Abandoné su despacho y casi corrí hasta estar otra vez sentado en el coche. Mientras arrancaba, dos intensas sensaciones accesorias distraían mi cerebro. La primera, una vehemente intranquilidad por los seres indefensos que sus desaprensivos familiares ponían en manos del doctor Azcoitia. La segunda, una irreprimible admiración por Claudia. La ingresaban casi arrastrándose en una clínica como aquélla y ella vencía todos los obstáculos, se curaba y se largaba dejando, de propina, enamorado al director.

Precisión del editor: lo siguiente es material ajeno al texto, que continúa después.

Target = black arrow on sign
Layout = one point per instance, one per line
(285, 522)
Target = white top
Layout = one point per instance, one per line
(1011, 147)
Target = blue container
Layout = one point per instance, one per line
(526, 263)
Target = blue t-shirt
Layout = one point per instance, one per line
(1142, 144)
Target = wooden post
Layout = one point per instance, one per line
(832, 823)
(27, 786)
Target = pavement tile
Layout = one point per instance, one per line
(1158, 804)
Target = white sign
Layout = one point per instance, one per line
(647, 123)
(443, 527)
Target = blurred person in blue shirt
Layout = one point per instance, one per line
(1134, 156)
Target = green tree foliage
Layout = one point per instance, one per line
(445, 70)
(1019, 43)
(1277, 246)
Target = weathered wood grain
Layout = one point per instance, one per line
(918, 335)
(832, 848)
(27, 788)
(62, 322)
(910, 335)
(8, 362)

Pero ahora tenía otros asuntos, demasiado serios para entretenerme mucho tiempo en aquellas fruslerías. Al llegar al cruce con la carretera general me detuve. Saqué el mapa que había en la guantera y calculé la distancia desde la clínica al que, inevitablemente, era mi próximo destino. Con aquel coche, no más de una hora y media. Podía llegar bastante antes de la hora de comer. Repasé un par de veces la ruta y me puse en movimiento. Atravesé, a lo largo de kilómetros de carreteras desiertas, casi todas las modalidades del paisaje mesetario. La llanura vestida de cereal amarillento, el monte cubierto de pinos, las viñas, los olivares, los eriales abandonados a las reses. Mientras la sofisticada suspensión del vehículo me exoneraba de preocuparme de las inclemencias de la carretera, dejé que mis pensamientos flotaran libremente sobre aquellos dispares y sin embargo sucesivos horizontes de junio.